I'm just speculating here, but I think one of the reasons for the appeal/interest from overseas is the image of bbq... the idea of a great American past-time - bbq'ing/grilling in your yard, with the sun shining and all that. Also, the equipment for this great activity seems to have been commercialized and mass-produced with great success in the States. So may cultures in so many countries cook meat on fire with different techniques - open grill, hot rocks, buried in the ground, etc, but an icon like a Weber grill is distinctly American.

I have sometimes wondered about this as well, and then realized that bbq/grilling/cooking with fire is just a fundamentally fun thing to do, no matter where in the world you call home!! The input we get from domestic and overseas Brethren is phenomenal, and I really enjoy it.
 
Bbq in America originates from the slave days, which probably was around the same time or after that tradition started in the islands before the slaves get to the U.S. So America just made it famous. The same is true with comment above about Rock N Roll. Started in England, most of the legends came from there, but somehow people associate America with it.
 
I also love that its the working class mans type of cooking, build your gear yourself out of a 44 gallon drum or old propane tank, treat it with love and good ingredients, no absolutly correct recipes or techniques, and you can produce food even better than fancy schmancy resturants and T.V. chefs.
Muzza.
 
I had my first Weber grill 15 years ago, and she was almost unused building up rust on the backyard, then some day I saw the barbecue pit boys on you Tube and man, my life changed,
I started grilling every weekend. But then you wan to to know more and more, and when you discover the universe of teams, competitions, rub, sauces, and all those amazing techniques that will take your humble grilled food to another level, now, that is pure fun!
For me is all about to share quality time, please you family, friends and yourself with something of high quality, made with love ... and with a lot of help of our brethren friends of course!
Cheers from El Salvador.
 
Grilling a huge in NZ and Aussie for that matter,and so is smoking but generally fish .
I've had webers for years and cooked roasts and stuff on them and just doing research led me to experimenting with American style food.
I think it was mostly my love of ribs.
But in summing up BBQ wether it be American or Australasian style it's half about having a beer, relaxing and enjoying food with friends and family, we all grew up with that no matter where we come from
 
Well, I had been 'grilling' EU style, but once I got a taste of 'real BBQ' in TX I was hooked.

I had to wait 2 years till I finally got my hands on a Weber OTG from a local importer. I thought it too risky to buy from US and have it shipped (shipping damage).

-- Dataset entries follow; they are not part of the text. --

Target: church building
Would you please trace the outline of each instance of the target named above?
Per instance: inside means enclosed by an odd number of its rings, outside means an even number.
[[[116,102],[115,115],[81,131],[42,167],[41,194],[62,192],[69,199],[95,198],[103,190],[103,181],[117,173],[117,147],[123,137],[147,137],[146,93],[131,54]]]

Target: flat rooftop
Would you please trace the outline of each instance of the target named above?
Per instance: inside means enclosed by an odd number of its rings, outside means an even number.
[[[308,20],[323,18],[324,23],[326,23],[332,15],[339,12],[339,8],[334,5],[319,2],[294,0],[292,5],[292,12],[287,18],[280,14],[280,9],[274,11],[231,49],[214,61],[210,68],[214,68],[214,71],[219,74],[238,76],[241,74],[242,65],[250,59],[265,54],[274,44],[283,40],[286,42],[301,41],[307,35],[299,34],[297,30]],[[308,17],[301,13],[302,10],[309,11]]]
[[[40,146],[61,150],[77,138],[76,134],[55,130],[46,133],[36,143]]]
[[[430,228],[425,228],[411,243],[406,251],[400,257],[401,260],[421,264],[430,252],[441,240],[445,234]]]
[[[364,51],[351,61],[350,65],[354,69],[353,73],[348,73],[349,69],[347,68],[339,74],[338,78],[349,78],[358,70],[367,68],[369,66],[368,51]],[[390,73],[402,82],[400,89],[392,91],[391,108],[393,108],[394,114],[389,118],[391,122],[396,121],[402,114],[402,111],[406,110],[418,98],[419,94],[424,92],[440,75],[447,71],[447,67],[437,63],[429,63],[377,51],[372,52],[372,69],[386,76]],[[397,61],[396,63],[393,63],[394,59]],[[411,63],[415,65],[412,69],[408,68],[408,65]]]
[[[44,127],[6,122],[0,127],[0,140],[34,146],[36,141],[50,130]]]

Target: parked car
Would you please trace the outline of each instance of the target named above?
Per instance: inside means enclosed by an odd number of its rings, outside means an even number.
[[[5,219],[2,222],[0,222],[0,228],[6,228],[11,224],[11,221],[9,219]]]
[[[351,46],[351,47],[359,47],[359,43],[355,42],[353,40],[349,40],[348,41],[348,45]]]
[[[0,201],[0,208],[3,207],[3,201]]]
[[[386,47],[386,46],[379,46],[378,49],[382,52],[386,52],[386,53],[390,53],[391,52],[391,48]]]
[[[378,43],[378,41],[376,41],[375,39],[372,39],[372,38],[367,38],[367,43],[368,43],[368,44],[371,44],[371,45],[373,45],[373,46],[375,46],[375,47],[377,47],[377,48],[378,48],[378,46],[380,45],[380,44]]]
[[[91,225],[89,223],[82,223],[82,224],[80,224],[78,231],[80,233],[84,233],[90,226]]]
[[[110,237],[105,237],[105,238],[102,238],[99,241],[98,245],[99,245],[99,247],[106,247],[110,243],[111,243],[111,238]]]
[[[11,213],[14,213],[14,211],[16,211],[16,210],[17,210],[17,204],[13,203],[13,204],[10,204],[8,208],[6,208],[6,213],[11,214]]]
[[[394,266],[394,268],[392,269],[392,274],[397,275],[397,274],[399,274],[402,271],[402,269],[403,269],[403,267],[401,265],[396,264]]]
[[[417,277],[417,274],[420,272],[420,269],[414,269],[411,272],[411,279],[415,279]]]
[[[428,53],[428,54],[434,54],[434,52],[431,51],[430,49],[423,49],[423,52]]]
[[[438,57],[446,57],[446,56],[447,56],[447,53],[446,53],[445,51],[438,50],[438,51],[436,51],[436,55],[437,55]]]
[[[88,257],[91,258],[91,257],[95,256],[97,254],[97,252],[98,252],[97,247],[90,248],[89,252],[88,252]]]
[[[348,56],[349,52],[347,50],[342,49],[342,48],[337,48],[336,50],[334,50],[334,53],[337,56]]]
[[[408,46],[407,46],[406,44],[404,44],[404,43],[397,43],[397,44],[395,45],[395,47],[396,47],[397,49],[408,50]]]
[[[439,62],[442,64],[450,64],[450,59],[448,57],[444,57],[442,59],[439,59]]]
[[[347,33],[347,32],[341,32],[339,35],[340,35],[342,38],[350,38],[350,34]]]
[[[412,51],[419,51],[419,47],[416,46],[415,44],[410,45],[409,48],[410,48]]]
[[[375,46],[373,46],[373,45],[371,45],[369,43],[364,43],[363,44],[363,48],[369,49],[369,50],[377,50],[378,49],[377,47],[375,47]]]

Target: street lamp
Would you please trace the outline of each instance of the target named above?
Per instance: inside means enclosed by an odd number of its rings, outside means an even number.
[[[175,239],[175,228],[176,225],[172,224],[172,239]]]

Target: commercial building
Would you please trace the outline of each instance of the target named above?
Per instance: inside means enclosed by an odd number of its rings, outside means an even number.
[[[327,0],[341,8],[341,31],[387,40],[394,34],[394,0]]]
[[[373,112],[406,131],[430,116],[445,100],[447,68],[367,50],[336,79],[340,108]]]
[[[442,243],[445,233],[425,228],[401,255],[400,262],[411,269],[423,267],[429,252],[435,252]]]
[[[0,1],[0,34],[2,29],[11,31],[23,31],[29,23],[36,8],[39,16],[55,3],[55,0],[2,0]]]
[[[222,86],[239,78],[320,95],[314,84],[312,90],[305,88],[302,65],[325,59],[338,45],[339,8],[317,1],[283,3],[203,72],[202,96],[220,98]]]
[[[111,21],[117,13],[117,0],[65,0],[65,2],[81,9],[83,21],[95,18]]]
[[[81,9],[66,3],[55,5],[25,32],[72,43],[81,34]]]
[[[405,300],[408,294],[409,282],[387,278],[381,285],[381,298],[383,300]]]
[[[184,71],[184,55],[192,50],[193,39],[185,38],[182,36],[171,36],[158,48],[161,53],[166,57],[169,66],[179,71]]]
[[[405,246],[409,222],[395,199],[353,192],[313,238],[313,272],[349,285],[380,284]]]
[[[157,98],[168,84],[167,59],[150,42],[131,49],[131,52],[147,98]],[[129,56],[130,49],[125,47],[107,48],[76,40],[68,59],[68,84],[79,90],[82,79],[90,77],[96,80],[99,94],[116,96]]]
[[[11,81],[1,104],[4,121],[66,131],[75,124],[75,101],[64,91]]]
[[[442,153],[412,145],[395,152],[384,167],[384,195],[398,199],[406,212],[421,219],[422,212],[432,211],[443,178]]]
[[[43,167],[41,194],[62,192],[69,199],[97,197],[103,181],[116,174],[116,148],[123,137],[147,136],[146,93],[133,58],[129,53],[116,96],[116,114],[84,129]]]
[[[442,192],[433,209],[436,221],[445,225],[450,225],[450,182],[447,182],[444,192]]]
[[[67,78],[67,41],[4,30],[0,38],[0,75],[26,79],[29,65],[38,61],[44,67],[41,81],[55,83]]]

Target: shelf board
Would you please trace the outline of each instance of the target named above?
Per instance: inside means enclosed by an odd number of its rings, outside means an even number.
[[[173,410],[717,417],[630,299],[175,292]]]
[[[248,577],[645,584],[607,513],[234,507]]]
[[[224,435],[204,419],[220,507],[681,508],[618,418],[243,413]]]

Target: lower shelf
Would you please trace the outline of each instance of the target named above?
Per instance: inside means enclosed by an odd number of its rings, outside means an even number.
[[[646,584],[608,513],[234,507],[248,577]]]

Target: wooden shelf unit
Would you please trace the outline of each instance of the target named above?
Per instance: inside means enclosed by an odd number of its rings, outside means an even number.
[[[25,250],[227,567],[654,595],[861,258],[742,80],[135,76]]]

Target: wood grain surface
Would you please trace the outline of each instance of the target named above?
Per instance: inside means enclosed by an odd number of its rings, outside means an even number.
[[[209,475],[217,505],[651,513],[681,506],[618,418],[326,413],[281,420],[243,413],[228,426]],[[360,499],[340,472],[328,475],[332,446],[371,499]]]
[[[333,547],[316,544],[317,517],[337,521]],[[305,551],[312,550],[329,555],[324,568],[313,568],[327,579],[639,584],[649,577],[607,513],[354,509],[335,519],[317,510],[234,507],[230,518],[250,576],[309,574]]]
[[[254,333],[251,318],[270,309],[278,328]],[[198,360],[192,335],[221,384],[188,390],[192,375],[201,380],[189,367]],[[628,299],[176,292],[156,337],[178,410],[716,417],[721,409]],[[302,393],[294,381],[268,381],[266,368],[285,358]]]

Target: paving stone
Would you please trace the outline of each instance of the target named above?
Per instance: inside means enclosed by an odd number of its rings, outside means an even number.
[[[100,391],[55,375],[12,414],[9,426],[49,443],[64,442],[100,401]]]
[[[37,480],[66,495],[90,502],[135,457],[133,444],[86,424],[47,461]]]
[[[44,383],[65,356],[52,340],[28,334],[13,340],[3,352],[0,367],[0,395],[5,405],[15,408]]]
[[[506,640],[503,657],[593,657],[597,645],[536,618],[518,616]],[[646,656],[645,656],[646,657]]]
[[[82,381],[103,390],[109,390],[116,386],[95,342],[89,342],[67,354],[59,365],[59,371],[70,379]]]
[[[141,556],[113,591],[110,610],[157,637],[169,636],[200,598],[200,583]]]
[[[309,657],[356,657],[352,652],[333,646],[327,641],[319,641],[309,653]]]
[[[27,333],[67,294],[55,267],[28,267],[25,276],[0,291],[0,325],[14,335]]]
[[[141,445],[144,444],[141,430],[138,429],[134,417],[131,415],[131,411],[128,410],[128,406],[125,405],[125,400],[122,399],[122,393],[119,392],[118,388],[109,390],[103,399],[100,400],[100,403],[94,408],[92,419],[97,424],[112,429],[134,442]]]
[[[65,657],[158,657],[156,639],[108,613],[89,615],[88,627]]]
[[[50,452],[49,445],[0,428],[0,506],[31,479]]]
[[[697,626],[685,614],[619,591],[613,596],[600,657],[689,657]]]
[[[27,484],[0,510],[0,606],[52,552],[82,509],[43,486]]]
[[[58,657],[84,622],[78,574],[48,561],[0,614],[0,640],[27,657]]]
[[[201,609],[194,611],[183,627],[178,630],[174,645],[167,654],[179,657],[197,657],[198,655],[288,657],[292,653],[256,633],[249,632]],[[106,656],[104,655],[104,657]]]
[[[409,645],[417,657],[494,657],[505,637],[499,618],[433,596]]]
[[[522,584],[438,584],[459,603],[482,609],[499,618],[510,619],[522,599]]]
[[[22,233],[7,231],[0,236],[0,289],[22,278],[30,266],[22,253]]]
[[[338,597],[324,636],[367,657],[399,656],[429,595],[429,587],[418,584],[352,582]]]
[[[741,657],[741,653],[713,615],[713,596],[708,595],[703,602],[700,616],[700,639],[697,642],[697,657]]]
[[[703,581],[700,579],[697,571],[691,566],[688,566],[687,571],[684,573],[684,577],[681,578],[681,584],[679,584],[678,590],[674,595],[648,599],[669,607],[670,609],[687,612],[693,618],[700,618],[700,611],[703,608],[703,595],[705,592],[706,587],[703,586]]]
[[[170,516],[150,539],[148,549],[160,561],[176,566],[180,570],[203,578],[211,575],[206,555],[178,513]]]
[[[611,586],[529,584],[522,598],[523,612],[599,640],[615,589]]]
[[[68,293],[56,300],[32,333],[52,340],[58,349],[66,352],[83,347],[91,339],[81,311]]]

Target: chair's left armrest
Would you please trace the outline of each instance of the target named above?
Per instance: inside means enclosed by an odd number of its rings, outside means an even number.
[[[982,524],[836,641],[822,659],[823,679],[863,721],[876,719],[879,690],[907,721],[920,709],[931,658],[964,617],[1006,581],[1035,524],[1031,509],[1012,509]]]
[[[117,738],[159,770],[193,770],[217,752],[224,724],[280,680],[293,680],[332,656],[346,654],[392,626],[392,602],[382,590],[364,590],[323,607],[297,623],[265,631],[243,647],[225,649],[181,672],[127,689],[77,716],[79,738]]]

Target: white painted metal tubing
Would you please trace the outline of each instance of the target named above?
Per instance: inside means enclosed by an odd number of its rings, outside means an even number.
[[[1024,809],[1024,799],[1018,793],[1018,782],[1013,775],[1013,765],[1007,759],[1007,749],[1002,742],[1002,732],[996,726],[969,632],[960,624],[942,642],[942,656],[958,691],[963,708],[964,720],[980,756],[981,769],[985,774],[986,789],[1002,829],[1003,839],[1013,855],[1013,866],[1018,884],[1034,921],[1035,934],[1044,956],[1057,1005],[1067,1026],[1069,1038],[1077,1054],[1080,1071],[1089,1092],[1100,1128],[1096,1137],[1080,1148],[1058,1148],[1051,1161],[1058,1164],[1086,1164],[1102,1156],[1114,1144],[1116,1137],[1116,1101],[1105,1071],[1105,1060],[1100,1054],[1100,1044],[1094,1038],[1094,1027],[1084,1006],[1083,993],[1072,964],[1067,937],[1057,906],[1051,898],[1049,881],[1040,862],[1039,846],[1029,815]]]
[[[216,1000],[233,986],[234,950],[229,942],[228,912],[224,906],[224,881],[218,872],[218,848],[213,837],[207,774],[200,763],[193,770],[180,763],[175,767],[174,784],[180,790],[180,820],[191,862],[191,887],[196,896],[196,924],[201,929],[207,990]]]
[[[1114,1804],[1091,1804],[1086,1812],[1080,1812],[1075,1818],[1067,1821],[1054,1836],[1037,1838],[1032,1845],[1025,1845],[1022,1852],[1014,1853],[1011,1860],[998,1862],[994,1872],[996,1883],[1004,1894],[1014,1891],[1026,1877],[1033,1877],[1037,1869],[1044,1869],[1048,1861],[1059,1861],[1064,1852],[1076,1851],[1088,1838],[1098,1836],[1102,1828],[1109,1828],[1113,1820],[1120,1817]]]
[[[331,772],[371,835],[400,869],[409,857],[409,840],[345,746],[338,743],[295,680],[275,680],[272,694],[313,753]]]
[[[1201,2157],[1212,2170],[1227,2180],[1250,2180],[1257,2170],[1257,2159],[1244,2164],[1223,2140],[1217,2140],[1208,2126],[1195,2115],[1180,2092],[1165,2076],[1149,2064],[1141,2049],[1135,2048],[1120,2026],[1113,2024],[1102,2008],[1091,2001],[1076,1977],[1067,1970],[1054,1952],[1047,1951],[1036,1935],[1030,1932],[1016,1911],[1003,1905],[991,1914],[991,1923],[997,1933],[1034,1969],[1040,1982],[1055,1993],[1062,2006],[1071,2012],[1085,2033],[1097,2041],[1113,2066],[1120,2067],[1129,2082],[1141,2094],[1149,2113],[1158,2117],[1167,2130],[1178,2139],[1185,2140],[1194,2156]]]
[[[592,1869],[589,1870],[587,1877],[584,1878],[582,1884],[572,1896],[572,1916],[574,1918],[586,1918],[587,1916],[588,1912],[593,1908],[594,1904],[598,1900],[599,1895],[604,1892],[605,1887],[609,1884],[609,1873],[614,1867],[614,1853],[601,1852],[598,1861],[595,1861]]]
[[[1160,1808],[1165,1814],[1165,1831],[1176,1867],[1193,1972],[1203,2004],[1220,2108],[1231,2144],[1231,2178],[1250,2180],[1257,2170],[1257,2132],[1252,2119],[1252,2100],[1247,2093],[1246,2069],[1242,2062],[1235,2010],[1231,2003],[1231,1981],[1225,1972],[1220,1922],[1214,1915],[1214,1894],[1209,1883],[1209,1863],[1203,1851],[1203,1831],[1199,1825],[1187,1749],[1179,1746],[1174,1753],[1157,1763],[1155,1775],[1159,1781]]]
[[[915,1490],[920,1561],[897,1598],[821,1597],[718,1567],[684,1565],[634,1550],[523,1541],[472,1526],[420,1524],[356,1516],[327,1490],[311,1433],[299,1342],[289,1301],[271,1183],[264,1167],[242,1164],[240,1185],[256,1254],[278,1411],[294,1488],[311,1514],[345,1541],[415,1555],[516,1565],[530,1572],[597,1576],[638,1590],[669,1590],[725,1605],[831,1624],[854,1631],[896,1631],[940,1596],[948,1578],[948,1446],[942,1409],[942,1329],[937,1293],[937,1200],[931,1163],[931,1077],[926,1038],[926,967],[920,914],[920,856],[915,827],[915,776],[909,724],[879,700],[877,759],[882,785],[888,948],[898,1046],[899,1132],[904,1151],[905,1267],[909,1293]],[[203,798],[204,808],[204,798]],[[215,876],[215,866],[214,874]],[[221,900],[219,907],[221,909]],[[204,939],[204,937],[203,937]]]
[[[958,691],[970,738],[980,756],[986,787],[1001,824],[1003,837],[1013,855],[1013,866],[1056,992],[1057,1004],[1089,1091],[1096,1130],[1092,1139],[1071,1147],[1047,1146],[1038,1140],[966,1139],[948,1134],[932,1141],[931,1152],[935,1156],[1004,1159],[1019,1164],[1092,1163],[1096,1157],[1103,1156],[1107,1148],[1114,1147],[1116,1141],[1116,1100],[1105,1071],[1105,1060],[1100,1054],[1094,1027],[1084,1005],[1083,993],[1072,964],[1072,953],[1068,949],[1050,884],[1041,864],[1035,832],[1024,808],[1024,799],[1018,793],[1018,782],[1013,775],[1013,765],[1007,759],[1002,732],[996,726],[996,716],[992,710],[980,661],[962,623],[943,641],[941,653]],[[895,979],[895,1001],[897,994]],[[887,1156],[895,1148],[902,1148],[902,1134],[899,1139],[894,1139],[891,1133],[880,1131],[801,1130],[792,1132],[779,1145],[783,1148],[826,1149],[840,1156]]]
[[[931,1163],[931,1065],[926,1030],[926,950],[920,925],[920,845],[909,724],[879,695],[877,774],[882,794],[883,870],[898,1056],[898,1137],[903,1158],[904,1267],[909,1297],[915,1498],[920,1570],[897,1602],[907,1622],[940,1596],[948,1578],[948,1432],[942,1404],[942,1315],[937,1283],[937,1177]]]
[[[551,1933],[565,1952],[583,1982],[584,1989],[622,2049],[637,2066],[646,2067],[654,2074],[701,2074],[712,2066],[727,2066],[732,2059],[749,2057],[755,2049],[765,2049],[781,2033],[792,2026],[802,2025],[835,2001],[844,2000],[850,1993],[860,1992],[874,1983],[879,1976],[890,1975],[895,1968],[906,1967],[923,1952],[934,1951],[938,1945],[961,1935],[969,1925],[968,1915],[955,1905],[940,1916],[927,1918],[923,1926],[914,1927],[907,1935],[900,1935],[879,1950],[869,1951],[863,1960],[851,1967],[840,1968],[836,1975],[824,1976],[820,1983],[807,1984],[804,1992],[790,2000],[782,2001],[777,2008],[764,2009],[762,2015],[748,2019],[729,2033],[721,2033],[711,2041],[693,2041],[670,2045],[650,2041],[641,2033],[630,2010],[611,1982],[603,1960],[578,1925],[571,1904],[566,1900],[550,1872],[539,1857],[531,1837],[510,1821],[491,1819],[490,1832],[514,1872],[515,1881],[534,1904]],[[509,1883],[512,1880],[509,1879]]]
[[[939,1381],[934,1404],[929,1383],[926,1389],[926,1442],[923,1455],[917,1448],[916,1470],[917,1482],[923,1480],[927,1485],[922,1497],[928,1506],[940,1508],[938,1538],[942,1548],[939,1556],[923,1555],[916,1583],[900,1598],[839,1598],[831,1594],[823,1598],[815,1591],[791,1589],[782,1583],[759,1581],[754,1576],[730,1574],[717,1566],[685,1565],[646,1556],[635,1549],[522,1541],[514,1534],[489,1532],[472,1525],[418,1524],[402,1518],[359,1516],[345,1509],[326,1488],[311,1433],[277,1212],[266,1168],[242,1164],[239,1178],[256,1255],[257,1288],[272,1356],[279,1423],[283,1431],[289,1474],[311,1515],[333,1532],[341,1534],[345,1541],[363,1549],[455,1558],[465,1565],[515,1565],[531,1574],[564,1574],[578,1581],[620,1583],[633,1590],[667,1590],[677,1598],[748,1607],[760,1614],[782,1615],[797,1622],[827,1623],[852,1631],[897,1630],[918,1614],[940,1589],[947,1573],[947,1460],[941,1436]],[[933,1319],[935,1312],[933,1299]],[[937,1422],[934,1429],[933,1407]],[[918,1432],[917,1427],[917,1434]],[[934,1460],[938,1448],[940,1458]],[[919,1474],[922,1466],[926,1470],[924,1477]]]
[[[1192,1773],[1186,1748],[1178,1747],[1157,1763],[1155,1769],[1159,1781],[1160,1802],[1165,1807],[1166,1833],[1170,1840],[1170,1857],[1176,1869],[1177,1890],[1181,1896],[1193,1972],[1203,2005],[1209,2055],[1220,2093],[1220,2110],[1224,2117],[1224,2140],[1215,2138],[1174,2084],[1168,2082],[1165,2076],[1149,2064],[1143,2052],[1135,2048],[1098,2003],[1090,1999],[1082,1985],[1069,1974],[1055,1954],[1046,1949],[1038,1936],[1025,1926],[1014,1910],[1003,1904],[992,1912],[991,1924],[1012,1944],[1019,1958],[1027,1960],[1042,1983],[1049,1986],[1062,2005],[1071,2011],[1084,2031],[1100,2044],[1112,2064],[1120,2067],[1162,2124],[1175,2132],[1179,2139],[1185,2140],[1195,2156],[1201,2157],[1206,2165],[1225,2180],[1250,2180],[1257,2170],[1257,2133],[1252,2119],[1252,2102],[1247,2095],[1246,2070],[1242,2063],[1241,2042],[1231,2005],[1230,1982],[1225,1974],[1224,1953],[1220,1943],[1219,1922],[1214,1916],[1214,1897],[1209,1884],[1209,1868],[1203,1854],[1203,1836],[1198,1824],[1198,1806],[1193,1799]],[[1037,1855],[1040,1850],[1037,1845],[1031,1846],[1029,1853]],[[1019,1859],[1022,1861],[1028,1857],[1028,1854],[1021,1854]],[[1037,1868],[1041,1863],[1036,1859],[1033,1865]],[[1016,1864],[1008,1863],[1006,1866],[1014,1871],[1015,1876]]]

Unfortunately I have to 'go places' to cook, I have no place to cook at our apartment, but I've managed about 10 cooks since June.

Got ribs nailed, I've done one pork shoulder, would want to get back to that and get more like a Boston Butt type cut.

I wish I could get some brisket here...
 
Bbq in America originates from the slave days, which probably was around the same time or after that tradition started in the islands before the slaves get to the U.S. So America just made it famous. The same is true with comment above about Rock N Roll. Started in England, most of the legends came from there, but somehow people associate America with it.

Rock and roll started in England? Not trying to sidetrack, but could you expand on that?
 
Ok, you got me. I was thinking of Bowie, Stones, Beatles, and countless others, but I guess Muddy Waters and Lil Richard preceedes them.
Rock and roll started in England? Not trying to sidetrack, but could you expand on that?
 
I got turned on to bbq after attending a so-called "Rib Fest" in London Ontario about 20 years ago, and while I now understand that the fare at these vending events is considered by many to be sub-par, it did trigger my interest. After many boiled and burnt meals, I got more on-track after finding amazingribs.com and had the methodoligy explained better.

I've always been into 50's music and design, so the idea of charcoal grilling/Que'ing brings out the "Ward Cleaver" in my soul.

Thank you BBQ Brethren, for providing a safe place for those similarly afflicted to congregate!